Telomeres are a region of our DNA at the end of our chromosomes. Telomeres shorten with age, but the rate of shortening can be influenced by our lifestyle. Better diet, exercise, reduction of stress, and social support can slow the shortening process and in some cases can even increase the length of our telomeres.

The authors of the book, Elizabeth Blackburn, PhD. and Elissa Epel, PhD., provide a relatively easy to understand explanation of telomeres, the aging process, and suggestions on how to protect our telomeres. The book has several worksheets that assess factors in our lives that affect our telomere length.

Toxic stress has a large impact on our telomeres. Some stress actually can be good for us if it’s short term and manageable. For most of us, stress is unavoidable. However, by changing our response to stress, we can reduce the impact on our telomeres. If we respond to stress by feeling challenged and confident instead of threatened, we can help to protect them.

Weight alone is not a good indicator of telomere length. Our body types (pear or apple) provide a better indication. Apples, who have more belly fat, are more likely to have shorter telomeres. Dieting has mixed results on belly fat and consequently our telomere length. Extreme weight loss over a short period time and yo-yo dieting can shorten our telomeres.

Foods associated with shorter telomeres include red and processed meats, sugar, saturated fats, and Omega-6 polyunsaturated fats. Foods associates with longer telomeres are whole grain fiber, vegetables, nuts, legumes, fruits, fish with Omega-3 fats, and Vitamins D, B, C, and E. A more detailed list of foods and supplements and telomere friendly snacks are included in the book.
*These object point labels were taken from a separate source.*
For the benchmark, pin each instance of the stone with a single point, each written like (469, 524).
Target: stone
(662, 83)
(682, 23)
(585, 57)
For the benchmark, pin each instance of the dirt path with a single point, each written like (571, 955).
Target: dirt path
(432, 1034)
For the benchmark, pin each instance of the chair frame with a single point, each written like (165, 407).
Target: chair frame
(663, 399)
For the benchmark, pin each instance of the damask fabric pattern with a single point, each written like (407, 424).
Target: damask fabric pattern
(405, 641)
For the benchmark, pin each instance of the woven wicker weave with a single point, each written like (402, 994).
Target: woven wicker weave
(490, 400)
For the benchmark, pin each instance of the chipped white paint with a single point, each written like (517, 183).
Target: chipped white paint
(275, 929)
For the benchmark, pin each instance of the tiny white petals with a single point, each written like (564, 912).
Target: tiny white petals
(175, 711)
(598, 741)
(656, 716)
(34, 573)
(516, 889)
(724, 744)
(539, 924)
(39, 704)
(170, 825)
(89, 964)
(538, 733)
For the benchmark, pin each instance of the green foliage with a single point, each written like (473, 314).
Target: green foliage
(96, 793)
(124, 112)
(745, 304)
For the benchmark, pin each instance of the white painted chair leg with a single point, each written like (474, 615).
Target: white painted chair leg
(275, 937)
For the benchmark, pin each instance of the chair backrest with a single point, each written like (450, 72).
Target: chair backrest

The right kind of exercise is key to longer telomeres, too. Moderate aerobic exercise and HIIT – high intensity interval training (short bursts of heart pounding exercise) appear to have the best results for our telomeres. People who exercise not only have longer telomeres but also live longer lives, have less chance of high blood pressure, stroke, cardiovascular disease, depression, diabetes, metabolic syndrome, and dementia. It should be noted that too much exercise actually can have a negative effect on our telomeres.

Other factors that affect our telomeres are the environment and social support. Exposure to chemicals including those in the air we breathe and food we eat and lack of social connections can shorten our telomeres.

I am working on many of the book’s recommendations. When I find myself in a stressful situation, I try to find the challenge in it instead of feeling threatened. In addition to walking on my treadmill every day, I have added high intensity interval training to my exercise regimen. I’m evaluating the supplements I take to see where I should make changes. I already eat a mostly plant based diet with some fish, but I should reduce the amount of pasta (processed food) that I consume. Hopefully, my telomeres are shortening at a slower rate and possibly even lengthening. My goal is to live to 100 with my mind and mobility.

I found The Telomere Effect fascinating and very educational. It was recently published so the information is up to date. The book provides guidance for protecting our telomeres and living a long and healthy life. I highly recommend it to everyone no matter your age or health.